🚀 Swedish BERT Models for Sentiment Analysis
Recorded Future, in collaboration with AI Sweden, presents two Swedish language models tailored for sentiment analysis. These models are built upon the KB/bert-base-swedish-cased model and fine - tuned to handle multi - label sentiment analysis tasks.
These models have been optimized for detecting sentiments related to fear and violence. They output three floating - point numbers corresponding to the labels "Negative", "Weak sentiment", and "Strong Sentiment" at their respective indices.
The models were trained on Swedish conversational data gathered from diverse internet sources and forums. They are exclusively trained on Swedish data and support inference only for Swedish input texts. Inference metrics for non - Swedish inputs are undefined, and such inputs are regarded as out - of - domain data.
The current models are supported by Transformers version >= 4.3.3 and Torch version 1.8.0. Compatibility with older versions has not been verified.
✨ Features
- Sentiment Focus: Fine - tuned for fear and violence sentiment analysis.

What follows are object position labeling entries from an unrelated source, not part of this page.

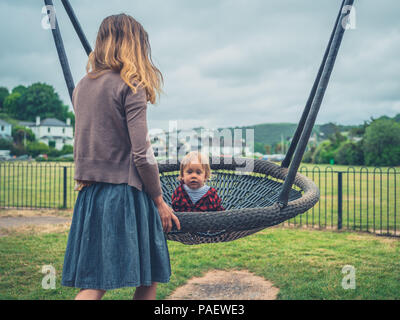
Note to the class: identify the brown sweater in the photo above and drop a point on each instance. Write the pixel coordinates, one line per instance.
(111, 136)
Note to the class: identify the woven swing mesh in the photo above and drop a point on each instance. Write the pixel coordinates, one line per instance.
(249, 197)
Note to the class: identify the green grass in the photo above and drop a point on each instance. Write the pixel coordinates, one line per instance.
(369, 199)
(303, 264)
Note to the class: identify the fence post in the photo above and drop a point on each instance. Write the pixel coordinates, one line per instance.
(65, 188)
(340, 200)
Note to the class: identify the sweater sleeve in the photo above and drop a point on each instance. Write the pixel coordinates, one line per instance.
(135, 105)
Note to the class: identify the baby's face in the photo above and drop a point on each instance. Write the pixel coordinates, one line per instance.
(194, 175)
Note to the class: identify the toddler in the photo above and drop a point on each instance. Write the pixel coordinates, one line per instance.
(193, 194)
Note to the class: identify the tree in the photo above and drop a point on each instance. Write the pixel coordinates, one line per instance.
(39, 99)
(19, 133)
(3, 94)
(11, 104)
(382, 143)
(35, 148)
(5, 144)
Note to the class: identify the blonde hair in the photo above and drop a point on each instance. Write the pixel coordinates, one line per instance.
(195, 157)
(123, 45)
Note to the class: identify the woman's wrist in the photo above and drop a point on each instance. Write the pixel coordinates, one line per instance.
(158, 201)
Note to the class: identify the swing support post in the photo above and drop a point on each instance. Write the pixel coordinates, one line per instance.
(315, 106)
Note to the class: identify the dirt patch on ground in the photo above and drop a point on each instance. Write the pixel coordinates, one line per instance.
(35, 212)
(226, 285)
(32, 224)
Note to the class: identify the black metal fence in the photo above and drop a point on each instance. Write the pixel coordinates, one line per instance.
(363, 199)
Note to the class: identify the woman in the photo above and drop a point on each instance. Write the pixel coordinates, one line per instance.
(116, 237)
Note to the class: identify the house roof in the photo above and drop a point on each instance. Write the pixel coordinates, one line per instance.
(4, 123)
(53, 122)
(26, 123)
(55, 137)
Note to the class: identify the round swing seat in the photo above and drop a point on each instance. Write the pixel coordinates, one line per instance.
(250, 200)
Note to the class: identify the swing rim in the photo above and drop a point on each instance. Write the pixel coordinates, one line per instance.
(246, 218)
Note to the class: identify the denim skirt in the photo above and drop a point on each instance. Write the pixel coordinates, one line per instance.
(116, 240)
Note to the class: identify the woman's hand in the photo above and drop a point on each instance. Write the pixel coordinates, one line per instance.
(166, 214)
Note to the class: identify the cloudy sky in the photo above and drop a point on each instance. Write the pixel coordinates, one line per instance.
(225, 62)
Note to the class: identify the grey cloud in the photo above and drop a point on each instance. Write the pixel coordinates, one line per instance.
(226, 62)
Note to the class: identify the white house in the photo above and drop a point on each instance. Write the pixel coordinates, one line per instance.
(5, 130)
(51, 129)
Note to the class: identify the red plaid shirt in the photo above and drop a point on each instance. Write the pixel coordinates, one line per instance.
(181, 201)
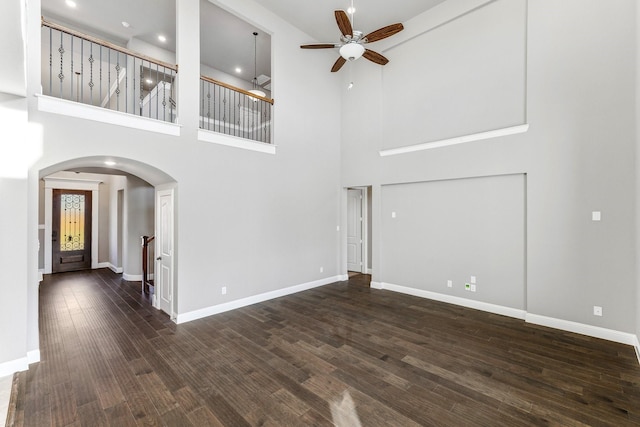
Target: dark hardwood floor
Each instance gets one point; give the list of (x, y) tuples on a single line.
[(342, 354)]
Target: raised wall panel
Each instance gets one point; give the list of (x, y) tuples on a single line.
[(455, 229)]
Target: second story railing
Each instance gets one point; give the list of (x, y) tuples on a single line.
[(82, 68), (233, 111)]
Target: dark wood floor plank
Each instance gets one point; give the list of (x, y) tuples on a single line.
[(340, 354)]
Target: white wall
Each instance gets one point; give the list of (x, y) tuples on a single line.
[(250, 221), (578, 154), (138, 221)]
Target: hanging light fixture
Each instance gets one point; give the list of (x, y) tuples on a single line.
[(255, 89)]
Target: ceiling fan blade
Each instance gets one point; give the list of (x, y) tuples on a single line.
[(384, 32), (338, 64), (375, 57), (344, 23), (318, 46)]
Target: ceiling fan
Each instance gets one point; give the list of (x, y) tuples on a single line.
[(351, 42)]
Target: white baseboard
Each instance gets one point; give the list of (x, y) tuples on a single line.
[(464, 302), (243, 302), (581, 328), (113, 268), (33, 356), (565, 325), (13, 366)]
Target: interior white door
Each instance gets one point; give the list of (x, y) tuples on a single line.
[(354, 230), (164, 251)]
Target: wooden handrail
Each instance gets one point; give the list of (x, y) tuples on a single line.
[(145, 262), (237, 89), (96, 40)]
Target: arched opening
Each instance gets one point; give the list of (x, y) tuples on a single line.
[(127, 198)]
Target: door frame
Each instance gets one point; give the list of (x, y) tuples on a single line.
[(155, 300), (51, 183), (365, 229)]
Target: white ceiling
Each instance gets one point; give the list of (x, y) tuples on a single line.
[(227, 41), (316, 18)]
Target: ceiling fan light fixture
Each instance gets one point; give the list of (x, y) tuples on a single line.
[(351, 51)]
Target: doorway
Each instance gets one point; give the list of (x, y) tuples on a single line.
[(71, 230), (358, 223)]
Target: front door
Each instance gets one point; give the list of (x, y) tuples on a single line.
[(164, 251), (354, 230), (71, 230)]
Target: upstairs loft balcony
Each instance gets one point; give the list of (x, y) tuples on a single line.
[(81, 68)]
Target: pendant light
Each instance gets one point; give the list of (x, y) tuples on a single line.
[(255, 89)]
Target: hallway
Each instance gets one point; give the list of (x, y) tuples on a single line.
[(335, 355)]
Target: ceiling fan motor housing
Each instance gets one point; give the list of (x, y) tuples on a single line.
[(351, 51)]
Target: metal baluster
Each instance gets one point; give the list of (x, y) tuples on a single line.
[(118, 81), (141, 85), (100, 95), (109, 80), (164, 94), (126, 87), (157, 83), (50, 61), (61, 50), (91, 84), (82, 70), (71, 82)]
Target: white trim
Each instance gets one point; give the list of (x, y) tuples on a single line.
[(113, 268), (375, 285), (13, 366), (33, 356), (456, 140), (464, 302), (564, 325), (95, 231), (236, 142), (581, 328), (243, 302), (62, 183), (89, 112)]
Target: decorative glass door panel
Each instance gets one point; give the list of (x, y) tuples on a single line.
[(71, 228)]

- Swedish - Specific: Trained solely on Swedish data for accurate Swedish text inference.
- Multi - Label Output: Provides three - label sentiment output.
📦 Installation
The models can be imported from the transformers
library.
Swedish - Sentiment - Fear
from transformers import BertForSequenceClassification, BertTokenizerFast
tokenizer = BertTokenizerFast.from_pretrained("RecordedFuture/Swedish-Sentiment-Fear")
classifier_fear = BertForSequenceClassification.from_pretrained("RecordedFuture/Swedish-Sentiment-Fear")
Swedish - Sentiment - Violence
from transformers import BertForSequenceClassification, BertTokenizerFast
tokenizer = BertTokenizerFast.from_pretrained("RecordedFuture/Swedish-Sentiment-Violence")
classifier_violence = BertForSequenceClassification.from_pretrained("RecordedFuture/Swedish-Sentiment-Violence")
💻 Usage Examples
Basic Usage
After initializing the model and tokenizer, you can use the model for inference.
from transformers import BertForSequenceClassification, BertTokenizerFast
tokenizer = BertTokenizerFast.from_pretrained("RecordedFuture/Swedish-Sentiment-Fear")
classifier_fear = BertForSequenceClassification.from_pretrained("RecordedFuture/Swedish-Sentiment-Fear")
input_text = "Your Swedish text here"
inputs = tokenizer(input_text, return_tensors='pt')
outputs = classifier_fear(**inputs)
Advanced Usage
The models are optimized for specific sentiment analysis tasks. You can use them for more complex scenarios by fine - tuning the input pre - processing or post - processing steps.
from transformers import BertForSequenceClassification, BertTokenizerFast
tokenizer = BertTokenizerFast.from_pretrained("RecordedFuture/Swedish-Sentiment-Violence")
classifier_violence = BertForSequenceClassification.from_pretrained("RecordedFuture/Swedish-Sentiment-Violence")
input_text = "Your Swedish text here"
inputs = tokenizer(input_text, return_tensors='pt')
outputs = classifier_violence(**inputs)
import torch
probabilities = torch.softmax(outputs.logits, dim = 1)
📚 Documentation
Sentiment Definitions
Swedish - Sentiment - Fear
Strong Sentiment
Texts that hold an expressive emphasis on fear and/ or anxiety.
Weak Sentiment
Texts that express fear and/ or anxiety in a neutral way.
Swedish - Sentiment - Violence
Strong Sentiment
Texts that reference highly violent acts or hold an aggressive tone.
Weak Sentiment
Texts that include general violent statements that do not fall under the strong sentiment.
Verification Metrics
Swedish - Sentiment - Fear
Classification Breakpoint |
F - score |
Precision |
Recall |
0.45 |
0.8754 |
0.8618 |
0.8895 |
Swedish - Sentiment - Violence
Classification Breakpoint |
F - score |
Precision |
Recall |
0.35 |
0.7677 |
0.7456 |
0.791 |
📄 License
This project is released under the MIT license.